Johann Hari examines the gay left's version of American history. In this narrative, there's much to be admired by gay Americans' resistance to brutal oppression from the very get-go … until it comes to the last fifty years, and especially the last twenty (those dreadful years in which gays finally made legal and political progress):
This is the best I can figure out his position. He does finally explicitly say that the gay movement should have fought instead to "eliminate" all concept of marriage under the law, a cause that would have kept gay people marginalized for centuries, if not forever. Of course some gay people hold revolutionary views against the social structures of marriage and the family—and so do some straight people. But they are small minorities in both groups. If you want to set yourself against these trends in the culture, that's fine. Just don't equate it with your homosexuality. When Bronski suggests gay marriage "works against another unrealized American ideal: individual freedom and autonomy," he is bizarrely missing the point. Nobody is saying gay people have to get married—only that it should be a legal option if they want it. If you disagree with marriage, don't get married. Whose freedom does that restrict?
It has always seemed chilling to me that gay leftists – when pushed to say what they really believe - want to keep gays in some sort of glorious, oppressed, marginalized position, until the majority agrees with the gay left's view of human nature, and revolutionizes straight society as well. This will never happen (and in my view, shouldn't).
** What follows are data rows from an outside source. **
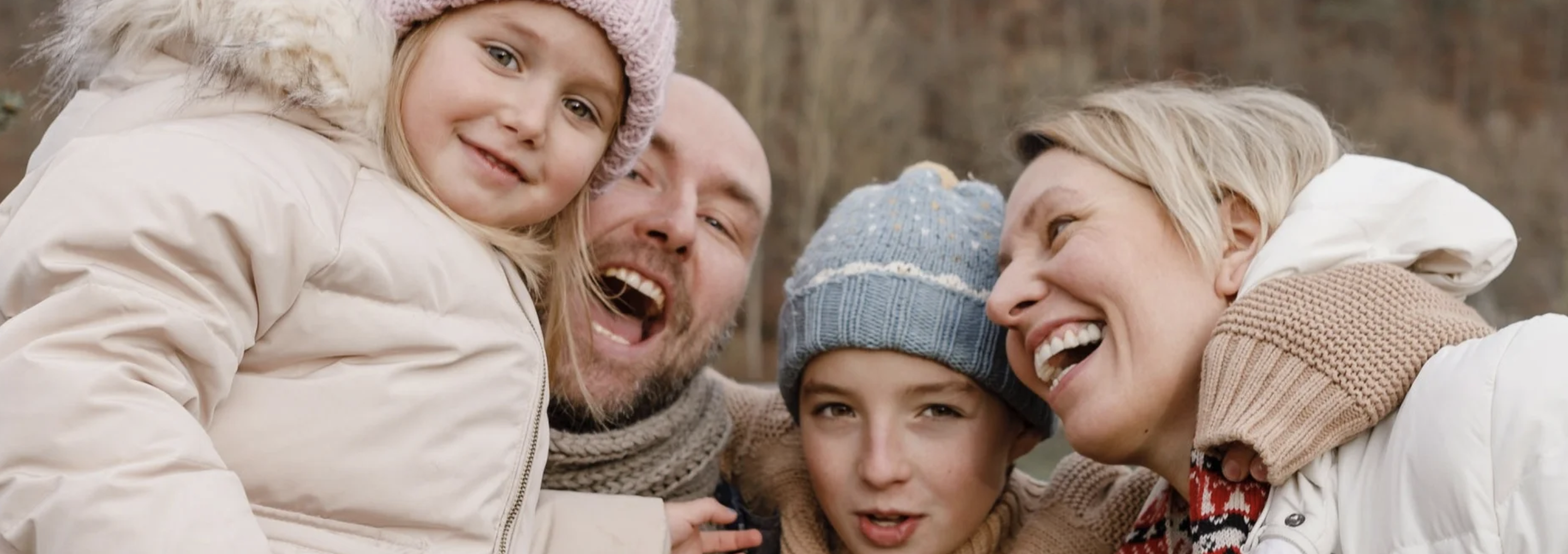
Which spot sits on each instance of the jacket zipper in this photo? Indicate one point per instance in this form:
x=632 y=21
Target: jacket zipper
x=534 y=442
x=528 y=465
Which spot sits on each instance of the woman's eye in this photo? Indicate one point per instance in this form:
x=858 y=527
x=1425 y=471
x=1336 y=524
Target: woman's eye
x=502 y=57
x=1056 y=227
x=939 y=411
x=579 y=109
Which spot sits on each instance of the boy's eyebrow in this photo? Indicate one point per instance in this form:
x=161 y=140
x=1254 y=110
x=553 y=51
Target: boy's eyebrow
x=965 y=386
x=816 y=387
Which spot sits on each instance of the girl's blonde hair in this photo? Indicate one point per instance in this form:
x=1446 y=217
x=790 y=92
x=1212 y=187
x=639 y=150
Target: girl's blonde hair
x=562 y=240
x=1195 y=144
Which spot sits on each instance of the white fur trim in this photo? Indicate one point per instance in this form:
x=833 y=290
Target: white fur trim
x=333 y=57
x=897 y=268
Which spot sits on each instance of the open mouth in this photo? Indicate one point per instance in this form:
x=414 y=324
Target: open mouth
x=637 y=306
x=1065 y=350
x=887 y=520
x=888 y=529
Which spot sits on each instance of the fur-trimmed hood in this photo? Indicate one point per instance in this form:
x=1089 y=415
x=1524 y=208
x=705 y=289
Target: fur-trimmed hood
x=331 y=57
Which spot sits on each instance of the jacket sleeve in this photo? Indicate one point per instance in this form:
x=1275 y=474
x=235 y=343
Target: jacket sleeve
x=585 y=523
x=1529 y=436
x=134 y=273
x=1086 y=508
x=1303 y=364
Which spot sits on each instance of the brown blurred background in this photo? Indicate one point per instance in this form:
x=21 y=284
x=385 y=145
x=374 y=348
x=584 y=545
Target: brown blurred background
x=849 y=91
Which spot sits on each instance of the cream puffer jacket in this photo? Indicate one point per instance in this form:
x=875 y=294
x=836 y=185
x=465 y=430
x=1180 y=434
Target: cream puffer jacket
x=225 y=329
x=1476 y=456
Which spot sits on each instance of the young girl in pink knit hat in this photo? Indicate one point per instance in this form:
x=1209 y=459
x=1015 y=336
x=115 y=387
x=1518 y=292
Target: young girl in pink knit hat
x=268 y=284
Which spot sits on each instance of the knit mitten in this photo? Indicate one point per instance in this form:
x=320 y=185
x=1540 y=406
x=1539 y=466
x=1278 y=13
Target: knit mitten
x=1303 y=364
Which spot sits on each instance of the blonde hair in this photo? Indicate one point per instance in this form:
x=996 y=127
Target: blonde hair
x=1195 y=144
x=562 y=238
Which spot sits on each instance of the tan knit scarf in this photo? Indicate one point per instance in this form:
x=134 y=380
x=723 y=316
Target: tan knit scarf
x=673 y=456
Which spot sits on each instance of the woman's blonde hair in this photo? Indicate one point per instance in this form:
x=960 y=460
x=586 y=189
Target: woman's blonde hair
x=1195 y=144
x=553 y=256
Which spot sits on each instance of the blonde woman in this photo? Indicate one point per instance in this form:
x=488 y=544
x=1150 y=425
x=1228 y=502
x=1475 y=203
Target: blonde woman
x=1194 y=267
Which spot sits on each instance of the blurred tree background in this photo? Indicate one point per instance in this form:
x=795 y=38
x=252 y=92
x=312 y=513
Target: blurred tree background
x=846 y=93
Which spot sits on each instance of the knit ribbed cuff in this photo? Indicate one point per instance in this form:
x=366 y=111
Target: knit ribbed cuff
x=1289 y=423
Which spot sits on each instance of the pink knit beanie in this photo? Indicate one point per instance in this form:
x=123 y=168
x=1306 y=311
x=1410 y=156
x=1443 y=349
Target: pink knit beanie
x=642 y=32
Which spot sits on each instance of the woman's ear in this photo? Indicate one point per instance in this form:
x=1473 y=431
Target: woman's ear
x=1242 y=232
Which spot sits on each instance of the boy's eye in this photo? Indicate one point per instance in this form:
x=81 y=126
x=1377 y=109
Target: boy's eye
x=502 y=57
x=1056 y=227
x=579 y=109
x=939 y=411
x=833 y=411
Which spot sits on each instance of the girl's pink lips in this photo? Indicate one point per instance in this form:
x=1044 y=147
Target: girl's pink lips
x=501 y=174
x=888 y=537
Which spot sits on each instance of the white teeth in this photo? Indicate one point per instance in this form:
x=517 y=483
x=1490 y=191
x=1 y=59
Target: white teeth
x=607 y=334
x=642 y=284
x=1054 y=382
x=1087 y=334
x=502 y=165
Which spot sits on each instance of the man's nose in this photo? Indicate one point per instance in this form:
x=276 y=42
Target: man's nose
x=672 y=220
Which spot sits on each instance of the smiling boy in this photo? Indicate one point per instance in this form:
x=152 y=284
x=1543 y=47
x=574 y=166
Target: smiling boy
x=910 y=418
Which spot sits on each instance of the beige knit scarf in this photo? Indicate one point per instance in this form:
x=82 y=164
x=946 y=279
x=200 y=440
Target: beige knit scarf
x=673 y=456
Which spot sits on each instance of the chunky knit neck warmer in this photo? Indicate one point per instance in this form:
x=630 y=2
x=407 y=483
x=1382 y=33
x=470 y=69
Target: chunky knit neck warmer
x=673 y=456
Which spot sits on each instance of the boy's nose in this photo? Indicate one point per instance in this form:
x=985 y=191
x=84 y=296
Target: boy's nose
x=883 y=462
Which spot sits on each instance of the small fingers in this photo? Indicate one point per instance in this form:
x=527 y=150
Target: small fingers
x=729 y=540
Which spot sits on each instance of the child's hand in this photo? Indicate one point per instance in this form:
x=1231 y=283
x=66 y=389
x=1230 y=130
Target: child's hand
x=1242 y=461
x=686 y=523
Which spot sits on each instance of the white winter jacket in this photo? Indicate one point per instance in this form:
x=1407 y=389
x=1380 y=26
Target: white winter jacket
x=1474 y=461
x=1476 y=457
x=226 y=329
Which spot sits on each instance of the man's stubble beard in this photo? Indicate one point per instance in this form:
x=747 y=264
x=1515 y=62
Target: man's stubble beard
x=632 y=390
x=657 y=384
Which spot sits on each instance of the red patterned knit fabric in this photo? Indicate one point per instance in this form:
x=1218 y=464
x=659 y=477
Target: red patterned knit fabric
x=1216 y=523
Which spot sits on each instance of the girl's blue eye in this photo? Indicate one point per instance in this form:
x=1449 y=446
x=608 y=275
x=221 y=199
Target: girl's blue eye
x=502 y=57
x=580 y=110
x=941 y=411
x=833 y=411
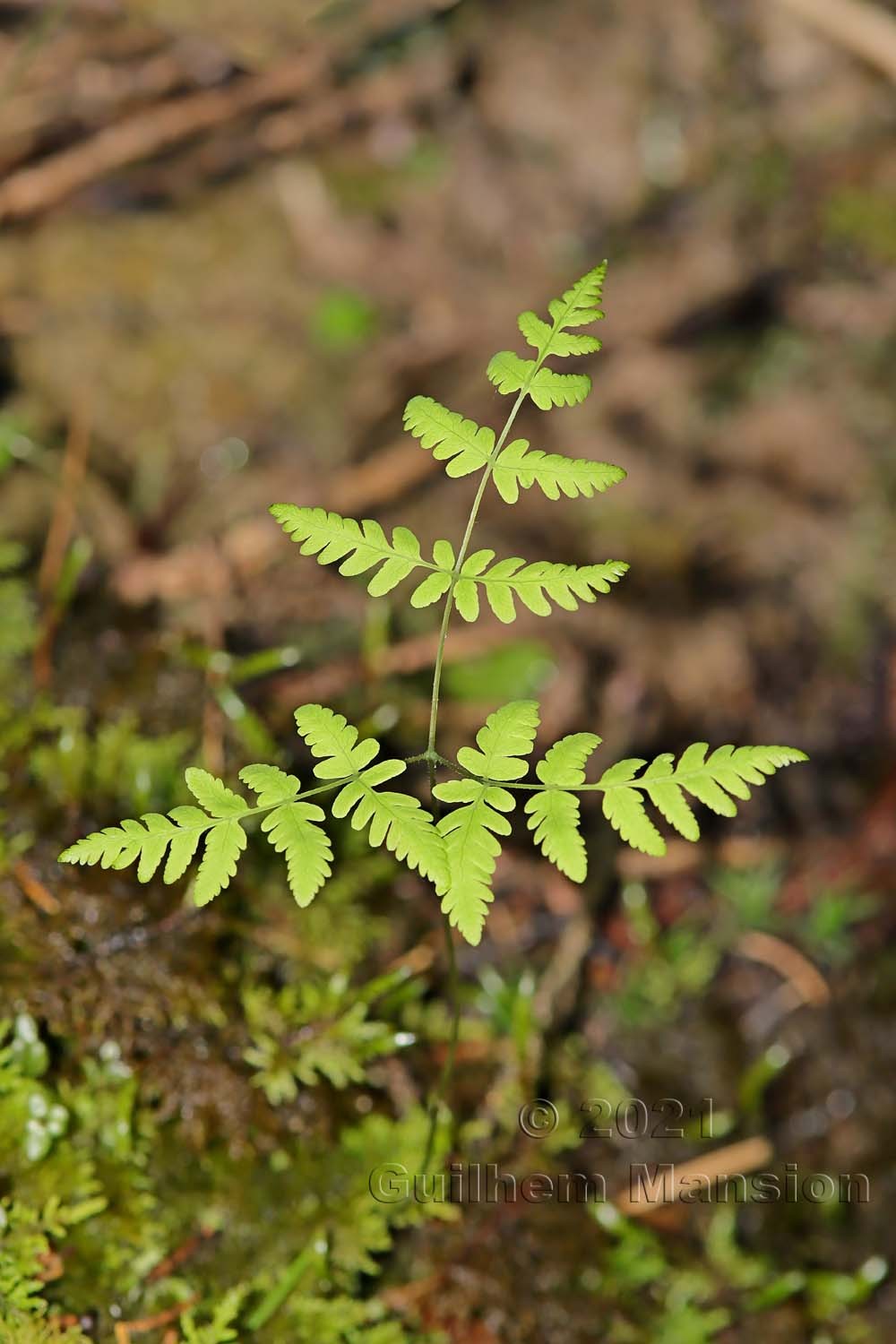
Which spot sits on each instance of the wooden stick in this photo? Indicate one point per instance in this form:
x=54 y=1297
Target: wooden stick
x=148 y=132
x=864 y=29
x=34 y=889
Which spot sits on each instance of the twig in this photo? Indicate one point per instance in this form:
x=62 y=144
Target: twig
x=34 y=889
x=864 y=29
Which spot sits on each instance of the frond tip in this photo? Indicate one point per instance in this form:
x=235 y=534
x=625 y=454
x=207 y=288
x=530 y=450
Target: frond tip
x=554 y=814
x=535 y=585
x=359 y=546
x=532 y=376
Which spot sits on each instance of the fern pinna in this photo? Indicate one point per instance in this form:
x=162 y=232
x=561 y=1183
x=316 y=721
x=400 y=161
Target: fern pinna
x=457 y=852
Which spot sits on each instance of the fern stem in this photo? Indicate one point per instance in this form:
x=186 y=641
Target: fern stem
x=444 y=1083
x=433 y=757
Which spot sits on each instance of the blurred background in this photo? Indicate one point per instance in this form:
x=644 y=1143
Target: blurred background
x=234 y=241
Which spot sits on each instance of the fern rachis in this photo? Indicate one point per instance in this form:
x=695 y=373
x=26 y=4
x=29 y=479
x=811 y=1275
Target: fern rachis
x=458 y=852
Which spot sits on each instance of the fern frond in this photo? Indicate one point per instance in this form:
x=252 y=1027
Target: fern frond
x=554 y=814
x=555 y=475
x=538 y=333
x=536 y=585
x=271 y=784
x=289 y=828
x=177 y=835
x=395 y=820
x=544 y=386
x=462 y=444
x=223 y=846
x=471 y=831
x=359 y=546
x=716 y=782
x=333 y=741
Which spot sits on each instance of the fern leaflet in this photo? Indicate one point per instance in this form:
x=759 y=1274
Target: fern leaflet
x=395 y=820
x=471 y=831
x=546 y=387
x=359 y=546
x=468 y=448
x=716 y=781
x=535 y=585
x=554 y=814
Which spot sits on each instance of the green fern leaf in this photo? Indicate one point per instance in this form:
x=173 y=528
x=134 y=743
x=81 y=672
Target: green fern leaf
x=471 y=831
x=546 y=340
x=532 y=376
x=555 y=475
x=179 y=836
x=624 y=809
x=460 y=443
x=395 y=820
x=290 y=830
x=223 y=846
x=333 y=741
x=359 y=546
x=715 y=781
x=271 y=784
x=554 y=817
x=212 y=795
x=554 y=814
x=544 y=386
x=576 y=306
x=535 y=585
Until then, the gay left focuses on demonizing those gays who argue for those who want to belong to their own families as equals, serve their country or commit to one another for life. In this, in my view, the gay left mirrors the Christianist right: they insist that otherness define the minority, even though most members of that minority are born and grow up in the heart of the American family, in all its variations, and of American culture, in all its permutations. No one should be marginalized for seeking otherness. But we are fighting for it to be a choice, not a fate.